超音波軸力計による軸力測定サービス
ボルト締結システムの総合メーカー
株式会社日本プララド
(財)日本高圧技術協会の講習会テキストから抜粋
現在、配管施工の現場において一般的に良く知られており、また用いられている方法としてフランジローテーションを起こさないようフランジを対角上に、また、段階的に締付けトルクを上げていくという方法がある。これの代表的な方法として前述のASMEにより提案されている締付け手順がある。
しかし、この締付け手順は、ボルト1本締付けるたびにトルクレンチをフランジの対角上まで移動しなければならない、徐々に締付けトルクを上げていくことから複数の締付けトルクを管理しなければならず、そのために所望の軸力を得るまでに多数回締付けなければならない、と非常に労力を必要とする。
それ故に、施工現場で実際にASMEの締付け手順を行うのはかなり困難であり、もう少し簡便かつ確実な締付け方法が必要である。

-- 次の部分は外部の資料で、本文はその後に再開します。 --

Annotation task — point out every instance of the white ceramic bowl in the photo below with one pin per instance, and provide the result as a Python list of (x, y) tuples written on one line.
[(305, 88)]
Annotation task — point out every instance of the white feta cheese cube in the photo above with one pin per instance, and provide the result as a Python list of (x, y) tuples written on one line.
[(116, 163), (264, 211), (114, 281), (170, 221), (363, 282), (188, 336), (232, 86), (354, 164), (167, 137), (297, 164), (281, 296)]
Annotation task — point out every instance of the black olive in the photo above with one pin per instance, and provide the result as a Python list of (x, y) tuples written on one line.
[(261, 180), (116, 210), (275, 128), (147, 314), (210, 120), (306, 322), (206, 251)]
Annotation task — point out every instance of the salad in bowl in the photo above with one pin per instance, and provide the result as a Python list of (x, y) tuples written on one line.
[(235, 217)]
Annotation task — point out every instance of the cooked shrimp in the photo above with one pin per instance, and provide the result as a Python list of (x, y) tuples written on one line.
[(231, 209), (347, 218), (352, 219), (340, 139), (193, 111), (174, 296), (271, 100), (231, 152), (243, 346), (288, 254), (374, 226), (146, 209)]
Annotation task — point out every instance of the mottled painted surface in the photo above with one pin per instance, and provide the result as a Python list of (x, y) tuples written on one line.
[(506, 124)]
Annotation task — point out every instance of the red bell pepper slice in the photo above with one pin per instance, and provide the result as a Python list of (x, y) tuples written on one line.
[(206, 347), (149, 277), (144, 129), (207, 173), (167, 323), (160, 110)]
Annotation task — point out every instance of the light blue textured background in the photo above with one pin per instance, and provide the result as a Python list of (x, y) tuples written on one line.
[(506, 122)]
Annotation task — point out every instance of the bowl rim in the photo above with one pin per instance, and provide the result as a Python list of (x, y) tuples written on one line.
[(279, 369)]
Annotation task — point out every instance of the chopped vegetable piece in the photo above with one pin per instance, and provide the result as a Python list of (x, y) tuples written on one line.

そこで本稿ではASMEの提案する手順を踏まえ、表Dに示す締付け方法を推奨する。新方法の表Dは実際に20インチフランジを用いてボルト締付け実験を行った。その結果Dの方法で十分の締付け力がより均一に得られた。したがって、ASMEの星型締付け法に対して、本稿で示すDの方法での締付けでも可能であり、締付け時間が節約される可能性が高い。
表Dはその締付け方法を示す。DではASMEの手順と同様に目標締付けトルクの10%での締付けを経た後に、目標トルクの100%で締付けた。
Round
締付け方法
Install
手で軽く締付け、その後スナグトルク(目標締付けトルクの10%)で時計回りに締付ける。
(Round1)
時計回りに目標締付けトルクの100%で締付ける。
(Round2)
時計回りに目標締付けトルクの100%で締付ける。
(Round3)
時計回りに目標締付けトルクの100%で締付ける。
Round4
時計回りに目標締付けトルクの100%でナットが回転しなくなるまで締め続ける。
Round5
4時間以上経過した後、Round4と同様の方法で締め続ける。